There was an interesting exchange this past week between economists Paul Krugman and Russ Roberts. It's instructive on two levels. First, as many folks have noted, Krugman uses his Nobel Prize and more serious work as cover for vulgar Keynesianism and a steadfast refusal to acknowledge that his views do not reflect "settled" economic science in the Times.
Roberts deconstructs Krugman's recent effort to - I'm not making this up - defend his belief in Keynesian economics notwithstanding the lack of evidence that Keynesian economics works. (Apparently, some "correspondents" had written asking "Paul, why are you so sure of yourself when there is no evidence that your ideas have actually worked ?")
As Roberts points out, Krugman does this by noting that there is evidence for some of the assumptions underlying the Keynesian view and evidence that monetary policy will work which Krugman asserts must mean that fiscal policy will work - a proposition that is not self evident. Even I know that there are critiques of Keynesian fiscal stimulus that might not apply to monetary contractions and expansions, e.g., the idea that the public is aware that stimulus must ultimately be paid for. Roberts points out that Krugman cites studies that support his views and ignores those that don't (observing in a later response to Roberts that "everyone" agrees with his assessment of certain studies - a facially unlikely assertion.)
None of this is new. Krugman's writing in the Times is routinely savaged in the economic blogs - often by citing his own work against him. Roberts goes on, however, to make a second point.

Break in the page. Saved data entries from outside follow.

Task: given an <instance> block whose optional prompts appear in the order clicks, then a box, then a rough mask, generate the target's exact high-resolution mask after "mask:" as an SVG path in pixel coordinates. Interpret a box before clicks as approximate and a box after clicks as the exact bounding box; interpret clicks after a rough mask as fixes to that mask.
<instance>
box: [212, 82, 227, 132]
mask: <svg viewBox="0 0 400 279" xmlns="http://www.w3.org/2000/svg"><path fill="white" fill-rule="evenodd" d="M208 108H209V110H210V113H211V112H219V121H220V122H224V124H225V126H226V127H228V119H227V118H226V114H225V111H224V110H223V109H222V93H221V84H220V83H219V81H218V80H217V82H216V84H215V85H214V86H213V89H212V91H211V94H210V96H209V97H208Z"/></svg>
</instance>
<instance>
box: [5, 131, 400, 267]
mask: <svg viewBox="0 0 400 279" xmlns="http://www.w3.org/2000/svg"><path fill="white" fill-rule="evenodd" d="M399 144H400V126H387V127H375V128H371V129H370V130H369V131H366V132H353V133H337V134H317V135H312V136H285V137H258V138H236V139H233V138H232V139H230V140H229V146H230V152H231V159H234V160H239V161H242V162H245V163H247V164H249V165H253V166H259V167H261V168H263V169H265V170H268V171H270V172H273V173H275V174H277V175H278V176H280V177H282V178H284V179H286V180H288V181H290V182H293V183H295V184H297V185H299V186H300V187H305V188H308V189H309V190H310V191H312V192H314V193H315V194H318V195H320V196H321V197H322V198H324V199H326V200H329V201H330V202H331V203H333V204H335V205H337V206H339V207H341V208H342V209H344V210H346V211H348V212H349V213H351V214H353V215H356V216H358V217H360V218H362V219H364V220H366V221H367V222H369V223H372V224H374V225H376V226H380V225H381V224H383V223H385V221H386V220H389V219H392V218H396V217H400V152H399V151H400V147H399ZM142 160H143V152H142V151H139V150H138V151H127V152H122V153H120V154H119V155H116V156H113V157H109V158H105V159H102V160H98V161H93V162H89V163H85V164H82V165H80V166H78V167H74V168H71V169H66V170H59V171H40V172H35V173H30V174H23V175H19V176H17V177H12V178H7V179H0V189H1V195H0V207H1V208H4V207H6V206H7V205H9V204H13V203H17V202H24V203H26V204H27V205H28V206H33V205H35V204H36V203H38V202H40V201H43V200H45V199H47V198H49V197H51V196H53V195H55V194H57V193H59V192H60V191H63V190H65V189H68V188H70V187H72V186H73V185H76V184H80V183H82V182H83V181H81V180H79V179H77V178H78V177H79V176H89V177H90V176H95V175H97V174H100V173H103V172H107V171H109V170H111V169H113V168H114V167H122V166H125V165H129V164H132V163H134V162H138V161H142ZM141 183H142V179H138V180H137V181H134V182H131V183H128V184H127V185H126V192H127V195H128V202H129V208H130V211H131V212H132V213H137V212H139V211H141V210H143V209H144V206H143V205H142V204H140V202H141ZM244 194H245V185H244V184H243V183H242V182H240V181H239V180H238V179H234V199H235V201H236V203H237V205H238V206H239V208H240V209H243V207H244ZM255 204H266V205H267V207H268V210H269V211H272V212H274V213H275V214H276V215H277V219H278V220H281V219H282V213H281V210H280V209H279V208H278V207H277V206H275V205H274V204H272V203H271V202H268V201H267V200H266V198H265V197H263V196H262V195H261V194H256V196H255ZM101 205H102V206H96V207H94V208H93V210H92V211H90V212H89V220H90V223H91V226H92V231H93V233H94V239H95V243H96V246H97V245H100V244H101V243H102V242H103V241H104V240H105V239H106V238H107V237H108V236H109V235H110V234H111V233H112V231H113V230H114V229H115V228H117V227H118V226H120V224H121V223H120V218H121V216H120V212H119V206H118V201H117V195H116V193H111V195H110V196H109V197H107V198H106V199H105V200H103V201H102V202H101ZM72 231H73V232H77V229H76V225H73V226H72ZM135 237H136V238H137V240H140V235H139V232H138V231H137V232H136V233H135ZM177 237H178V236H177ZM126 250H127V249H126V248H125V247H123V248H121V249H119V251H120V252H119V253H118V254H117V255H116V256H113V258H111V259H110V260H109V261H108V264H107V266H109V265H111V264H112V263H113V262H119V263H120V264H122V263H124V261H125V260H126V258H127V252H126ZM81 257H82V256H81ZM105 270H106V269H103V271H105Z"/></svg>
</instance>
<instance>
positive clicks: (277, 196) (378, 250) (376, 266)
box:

He says that, given that the evidence for Keynesian theory is mixed and inconclusive, most economists choose to support it or opposed based on pre-existing ideological views.

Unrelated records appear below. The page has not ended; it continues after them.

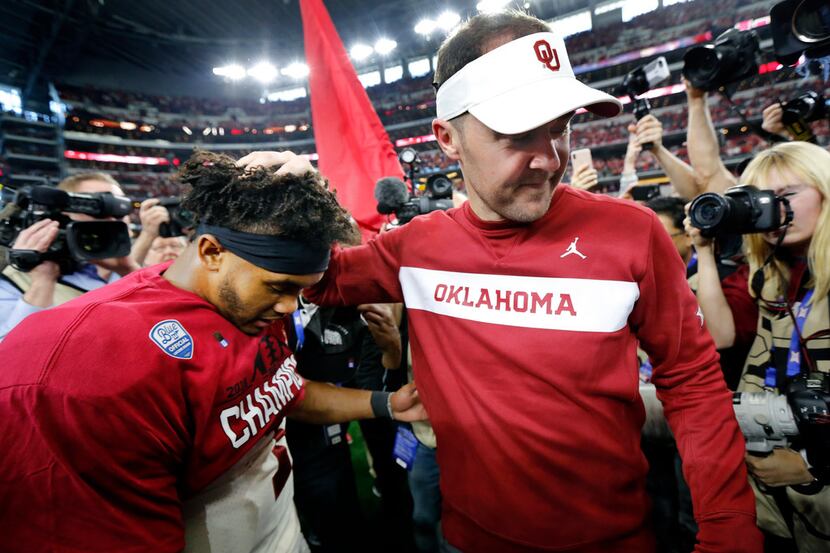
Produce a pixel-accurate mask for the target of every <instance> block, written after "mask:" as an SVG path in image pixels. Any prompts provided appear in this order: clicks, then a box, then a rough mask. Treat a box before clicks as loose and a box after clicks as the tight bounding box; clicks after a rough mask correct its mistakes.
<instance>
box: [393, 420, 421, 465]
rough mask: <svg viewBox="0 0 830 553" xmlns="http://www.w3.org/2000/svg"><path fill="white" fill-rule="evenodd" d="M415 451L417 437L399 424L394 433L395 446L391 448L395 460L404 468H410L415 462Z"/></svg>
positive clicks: (409, 430) (411, 432)
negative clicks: (393, 455) (395, 431)
mask: <svg viewBox="0 0 830 553" xmlns="http://www.w3.org/2000/svg"><path fill="white" fill-rule="evenodd" d="M417 451H418V438H416V437H415V434H413V433H412V430H410V429H409V428H407V427H406V426H399V427H398V433H397V434H395V447H394V448H393V449H392V454H393V455H394V456H395V462H396V463H398V464H399V465H400V466H402V467H403V468H405V469H406V470H412V465H414V464H415V453H416V452H417Z"/></svg>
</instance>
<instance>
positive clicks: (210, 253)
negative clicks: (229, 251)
mask: <svg viewBox="0 0 830 553" xmlns="http://www.w3.org/2000/svg"><path fill="white" fill-rule="evenodd" d="M196 251H197V252H198V253H199V261H201V262H202V266H203V267H204V268H205V269H207V270H208V271H219V270H220V269H221V267H222V263H223V262H224V261H225V259H226V258H227V257H228V250H226V249H225V248H224V247H223V246H222V244H221V243H220V242H219V240H217V239H216V237H215V236H213V235H212V234H200V235H199V237H198V238H197V239H196Z"/></svg>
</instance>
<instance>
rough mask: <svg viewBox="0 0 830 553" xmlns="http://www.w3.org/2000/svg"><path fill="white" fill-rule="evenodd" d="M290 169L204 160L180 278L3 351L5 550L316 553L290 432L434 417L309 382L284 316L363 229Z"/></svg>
mask: <svg viewBox="0 0 830 553" xmlns="http://www.w3.org/2000/svg"><path fill="white" fill-rule="evenodd" d="M280 161H281V164H282V167H281V169H280V171H279V172H278V173H277V174H276V175H274V173H273V172H271V171H267V170H264V169H259V170H255V171H244V170H243V169H242V168H240V167H237V166H236V165H235V164H234V160H232V159H230V158H228V157H226V156H220V155H217V154H210V153H209V152H200V153H197V154H196V155H195V156H194V157H193V158H191V159H190V160H189V161H188V162H187V163H186V164H185V165H184V167H183V169H182V173H181V179H182V181H183V182H185V183H187V184H190V185H191V186H192V187H193V190H192V191H191V192H190V193H189V194H188V195H187V197H186V198H185V200H184V202H183V205H184V206H185V208H186V209H188V210H190V211H192V212H193V213H195V214H196V216H197V217H198V220H199V222H200V225H199V227H198V229H197V230H196V238H195V239H194V240H193V241H192V242H191V243H190V244H189V245H188V246H187V248H186V249H185V250H184V251H183V252H182V254H181V255H180V256H179V257H178V258H177V259H176V260H175V261H173V262H167V263H162V264H160V265H155V266H153V267H149V268H147V269H144V270H141V271H138V272H136V273H133V274H131V275H129V276H128V277H125V278H123V279H121V280H119V281H118V282H116V283H114V284H112V285H109V286H106V287H104V288H101V289H99V290H95V291H93V292H89V293H87V294H84V295H83V296H82V297H80V298H78V299H75V300H73V301H70V302H68V303H65V304H63V305H61V306H59V307H55V308H53V309H49V310H47V311H42V312H39V313H36V314H33V315H31V316H29V317H27V318H26V319H25V320H24V321H23V322H22V323H21V324H20V325H18V326H17V327H16V328H15V329H14V330H13V331H12V332H11V333H10V334H9V336H8V337H7V338H6V340H5V341H4V342H3V343H2V344H0V359H2V360H3V361H2V371H0V451H2V452H3V453H2V455H0V550H2V551H4V552H17V551H20V552H26V553H32V552H41V551H44V552H46V551H49V552H53V551H82V552H84V553H113V552H119V553H121V552H128V551H135V552H138V551H141V552H144V551H147V552H150V551H152V552H154V553H159V552H162V553H163V552H171V553H172V552H180V551H182V550H187V551H195V552H199V553H202V552H211V553H248V552H256V553H304V552H307V551H308V547H307V545H306V543H305V541H304V540H303V538H302V535H301V534H300V525H299V521H298V519H297V514H296V511H295V509H294V505H293V502H292V495H293V484H292V479H291V458H290V456H289V453H288V450H287V448H286V442H285V437H284V430H283V429H284V427H285V423H284V418H285V416H286V415H289V414H290V416H292V417H296V418H298V419H299V420H302V421H305V422H310V423H316V424H323V423H334V422H343V421H349V420H353V419H359V418H370V417H372V416H387V417H392V416H394V417H395V418H400V419H404V420H414V419H421V418H424V416H425V413H424V412H423V408H422V406H421V405H420V403H419V401H418V399H417V394H416V393H415V392H414V390H413V388H412V386H411V385H409V386H406V387H404V388H402V389H401V390H400V391H399V392H396V393H394V394H387V393H384V392H369V391H363V390H349V389H345V388H337V387H335V386H333V385H328V384H322V383H316V382H310V381H305V380H304V379H303V378H302V377H300V376H299V375H298V374H297V373H296V372H295V370H294V369H295V367H296V361H295V359H294V355H293V353H292V352H291V350H290V349H289V347H288V343H287V339H286V335H285V330H284V326H283V324H284V323H283V320H284V317H285V316H286V315H290V314H291V313H292V312H294V311H295V310H296V309H297V298H298V295H299V292H300V290H301V289H302V288H303V287H305V286H308V285H310V284H313V283H315V282H317V281H318V280H319V279H320V277H321V276H322V273H323V271H324V270H325V268H326V265H327V264H328V260H329V251H330V248H331V244H332V243H333V242H334V241H339V240H343V239H350V238H351V233H352V229H351V223H350V221H349V217H348V215H347V214H346V212H345V211H344V210H343V209H342V208H341V207H340V206H339V205H338V204H337V201H336V199H335V197H334V194H333V193H332V192H331V191H329V190H326V189H325V187H324V186H323V185H321V183H320V182H319V176H318V175H316V174H314V173H312V172H307V171H306V169H308V168H309V166H308V162H307V161H302V160H299V159H298V158H297V157H296V156H294V155H293V154H288V153H285V154H282V156H281V159H280ZM295 173H296V174H295Z"/></svg>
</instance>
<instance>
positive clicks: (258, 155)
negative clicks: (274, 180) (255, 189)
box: [236, 151, 314, 175]
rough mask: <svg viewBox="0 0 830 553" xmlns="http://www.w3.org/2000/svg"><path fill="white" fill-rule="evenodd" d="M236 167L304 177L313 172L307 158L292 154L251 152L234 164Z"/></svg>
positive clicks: (288, 152) (287, 153)
mask: <svg viewBox="0 0 830 553" xmlns="http://www.w3.org/2000/svg"><path fill="white" fill-rule="evenodd" d="M236 165H237V167H244V168H245V169H254V168H255V167H265V168H275V169H276V171H277V174H278V175H286V174H293V175H305V174H306V173H308V172H309V171H314V167H312V165H311V162H310V161H309V160H308V156H305V155H297V154H295V153H294V152H289V151H285V152H251V153H250V154H248V155H246V156H244V157H242V158H240V159H239V161H237V162H236Z"/></svg>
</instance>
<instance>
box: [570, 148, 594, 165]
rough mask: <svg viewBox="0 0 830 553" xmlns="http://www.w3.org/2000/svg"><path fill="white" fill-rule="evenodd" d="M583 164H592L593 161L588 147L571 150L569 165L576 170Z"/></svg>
mask: <svg viewBox="0 0 830 553" xmlns="http://www.w3.org/2000/svg"><path fill="white" fill-rule="evenodd" d="M583 165H589V166H593V165H594V162H593V161H592V160H591V150H589V149H588V148H581V149H579V150H574V151H572V152H571V167H572V168H573V169H574V170H576V169H577V168H579V167H582V166H583Z"/></svg>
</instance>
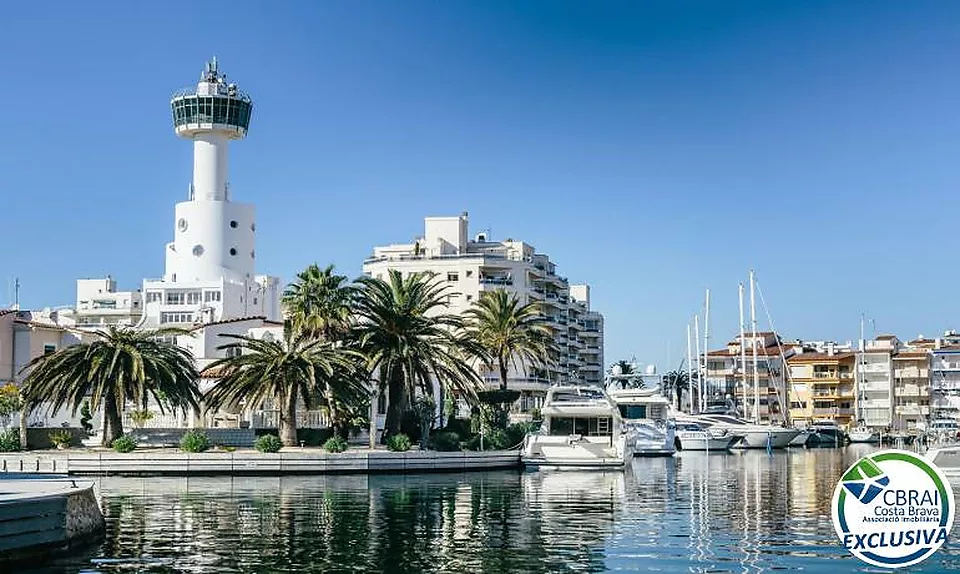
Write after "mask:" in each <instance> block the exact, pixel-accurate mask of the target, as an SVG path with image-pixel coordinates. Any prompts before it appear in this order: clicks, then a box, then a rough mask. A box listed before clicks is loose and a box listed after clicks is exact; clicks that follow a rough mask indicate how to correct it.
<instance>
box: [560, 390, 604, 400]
mask: <svg viewBox="0 0 960 574" xmlns="http://www.w3.org/2000/svg"><path fill="white" fill-rule="evenodd" d="M602 400H604V396H603V392H602V391H600V389H570V390H558V391H555V392H554V393H553V396H552V397H551V401H552V402H555V403H585V402H593V401H602Z"/></svg>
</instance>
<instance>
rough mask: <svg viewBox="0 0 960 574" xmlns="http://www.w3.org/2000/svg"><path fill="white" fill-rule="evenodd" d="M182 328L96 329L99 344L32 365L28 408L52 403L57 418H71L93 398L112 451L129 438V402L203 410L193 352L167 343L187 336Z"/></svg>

Krugman takes umbrage at this, saying "he's just trying to figure this out." He argues that, while conservatives believe in small government as an end in itself, liberals don't believe that big government is instrinsically good.
I think Krugman misses the point. Conservatives are generally motivated by epistemological modesty. We tend to distrust the ability of the government to solve problems from the top down. Liberals tend to want to make the world anew by applying the expertise of people like - well, like Paul Krugman; Ivy Leaguers with some kind of training in symbolic analysis. (Yeah, I know I fall into that category too which ought to give my liberal readers pause.)
Krugman, of course, is familiar with the history of the progressive movement and the Hayekian critique of it, but he can't let that get in the way of dismissing his opponents as misbegotten.
Roberts makes one more point. A priori ideological commitments are not simply biases. They are generally rooted in judgments about the way in which the world works. In the social sciences and law, there is really no such thing as a scholar who -as one of my Marquette colleagues once said - pronounces from the Olympian heights. It is inconceivable that anyone who spends any significant period of time thinking about what social scientists and lawyers think about will not form some judgments about the world.